I have been dumped by a friend.  The two of us were on and off close for years, and by high school, we were very close.  And being close friends who were both heterosexual and of the opposite sex, we had our fair share of confusing, "Is this just friend love or what?" drama.  And then by senior year, we were fighting a lot, and somehow, we just imploded.  After graduation, my friend told me that our friendship was over, and I was devastated.  Not only was I on the upswing of the "I think we should be more than friends" arc, but I couldn't comprehend that this person who had been so important to me for the majority of my life suddenly didn't want me in it.

I spent my summer before college crushed over this loss.  And if you know me, you also know that I don't take stuff like this without a fight.  I tried to win him back.  Made promises.  Spent a lot of time crying in therapy appointments.  Worst of all, I knew that it wasn't as if I hadn't done anything wrong.  I had just assumed that he and I would always be friends.  I had also assumed that he was, for lack of a better reference, my lobster.

It's been a long time since I graduated from high school.  This friend is back in my life, and on the rare occasion we've been in the same state, we've tried to spend time together, over dinner or coffee.  And when we do, things are great.  But our friendship isn't ever going to be as strong or close as before.  I'm sad about that; it would be awesome if we could be close again.  But I'm okay with it.  I'm several years older and wiser (although in several more years, older me is gonna be like, "Wise?  At twenty-four?  I call bullshit!"), and I can't know for sure whether this person would still be my very, very close friend if we hadn't broken up back then.
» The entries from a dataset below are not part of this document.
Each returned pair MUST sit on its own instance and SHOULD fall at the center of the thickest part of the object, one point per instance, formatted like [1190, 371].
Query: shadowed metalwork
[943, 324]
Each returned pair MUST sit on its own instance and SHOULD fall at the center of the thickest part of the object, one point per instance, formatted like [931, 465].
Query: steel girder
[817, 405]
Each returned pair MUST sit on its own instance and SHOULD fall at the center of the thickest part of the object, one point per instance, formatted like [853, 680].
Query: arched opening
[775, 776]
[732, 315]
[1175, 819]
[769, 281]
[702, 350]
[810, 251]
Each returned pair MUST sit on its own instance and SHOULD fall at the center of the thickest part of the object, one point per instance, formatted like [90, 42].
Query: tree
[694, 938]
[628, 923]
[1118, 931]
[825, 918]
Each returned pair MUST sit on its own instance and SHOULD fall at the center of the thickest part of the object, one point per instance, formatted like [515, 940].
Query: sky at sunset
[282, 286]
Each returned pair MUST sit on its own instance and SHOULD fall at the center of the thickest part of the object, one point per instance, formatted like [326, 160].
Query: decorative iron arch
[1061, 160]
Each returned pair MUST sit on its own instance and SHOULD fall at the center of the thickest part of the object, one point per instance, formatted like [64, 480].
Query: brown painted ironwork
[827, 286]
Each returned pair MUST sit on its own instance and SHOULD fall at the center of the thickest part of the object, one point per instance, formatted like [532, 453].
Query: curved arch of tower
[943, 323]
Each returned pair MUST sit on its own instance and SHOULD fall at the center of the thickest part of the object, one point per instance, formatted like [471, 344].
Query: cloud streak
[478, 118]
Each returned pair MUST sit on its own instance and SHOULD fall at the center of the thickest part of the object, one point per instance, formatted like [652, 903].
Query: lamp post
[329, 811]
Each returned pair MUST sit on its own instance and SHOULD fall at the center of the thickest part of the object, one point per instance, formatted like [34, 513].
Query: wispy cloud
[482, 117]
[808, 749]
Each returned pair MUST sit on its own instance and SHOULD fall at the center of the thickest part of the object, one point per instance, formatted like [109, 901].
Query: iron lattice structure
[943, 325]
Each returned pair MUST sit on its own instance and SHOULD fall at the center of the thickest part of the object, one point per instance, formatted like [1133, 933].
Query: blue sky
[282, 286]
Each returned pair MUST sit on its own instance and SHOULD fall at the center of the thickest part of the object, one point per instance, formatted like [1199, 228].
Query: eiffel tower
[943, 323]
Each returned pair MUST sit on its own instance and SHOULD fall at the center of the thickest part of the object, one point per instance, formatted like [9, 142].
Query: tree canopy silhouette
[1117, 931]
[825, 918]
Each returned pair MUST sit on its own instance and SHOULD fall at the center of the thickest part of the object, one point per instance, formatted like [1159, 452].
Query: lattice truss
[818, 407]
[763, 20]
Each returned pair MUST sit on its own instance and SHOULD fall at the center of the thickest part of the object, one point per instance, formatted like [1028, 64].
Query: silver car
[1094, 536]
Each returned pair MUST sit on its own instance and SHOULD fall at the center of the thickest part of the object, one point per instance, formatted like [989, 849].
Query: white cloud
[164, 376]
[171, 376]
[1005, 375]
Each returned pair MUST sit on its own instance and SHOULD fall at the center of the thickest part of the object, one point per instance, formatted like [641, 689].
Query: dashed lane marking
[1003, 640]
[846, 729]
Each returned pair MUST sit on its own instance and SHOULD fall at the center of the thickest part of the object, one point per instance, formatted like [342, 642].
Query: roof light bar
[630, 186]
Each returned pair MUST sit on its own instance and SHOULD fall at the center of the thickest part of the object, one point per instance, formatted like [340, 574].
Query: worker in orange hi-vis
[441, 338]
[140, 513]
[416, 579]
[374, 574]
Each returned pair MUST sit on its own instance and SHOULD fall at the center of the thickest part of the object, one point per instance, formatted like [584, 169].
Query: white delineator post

I can't say that this friend break-up was worse than my first big relationship break-up.  But then again, that relationship break-up was a hot mess.  And I was sick at the time, which made everything much worse.  But years later, I'm glad to be out of that romantic relationship.  I'm not glad that I lost my friend.

Six years later, I find myself in the midst of another friend break-up.  This time, I'm initiating the break-up.  I sort of wish that would mean that I could be cool and calm about it, and unwavering in my stance that this break-up needs to happen.  But this is me, people.  My ability to be cool, calm, and unwavering is questionable at best.*

I don't feel comfortable putting in too many details about the reasons behind this break-up.  I'm reasonably sure that the only folks who read this blog either don't know me in real life, or know me well enough to already have all the details about this mess.  But at the same time, I don't want to assume that there aren't exceptions.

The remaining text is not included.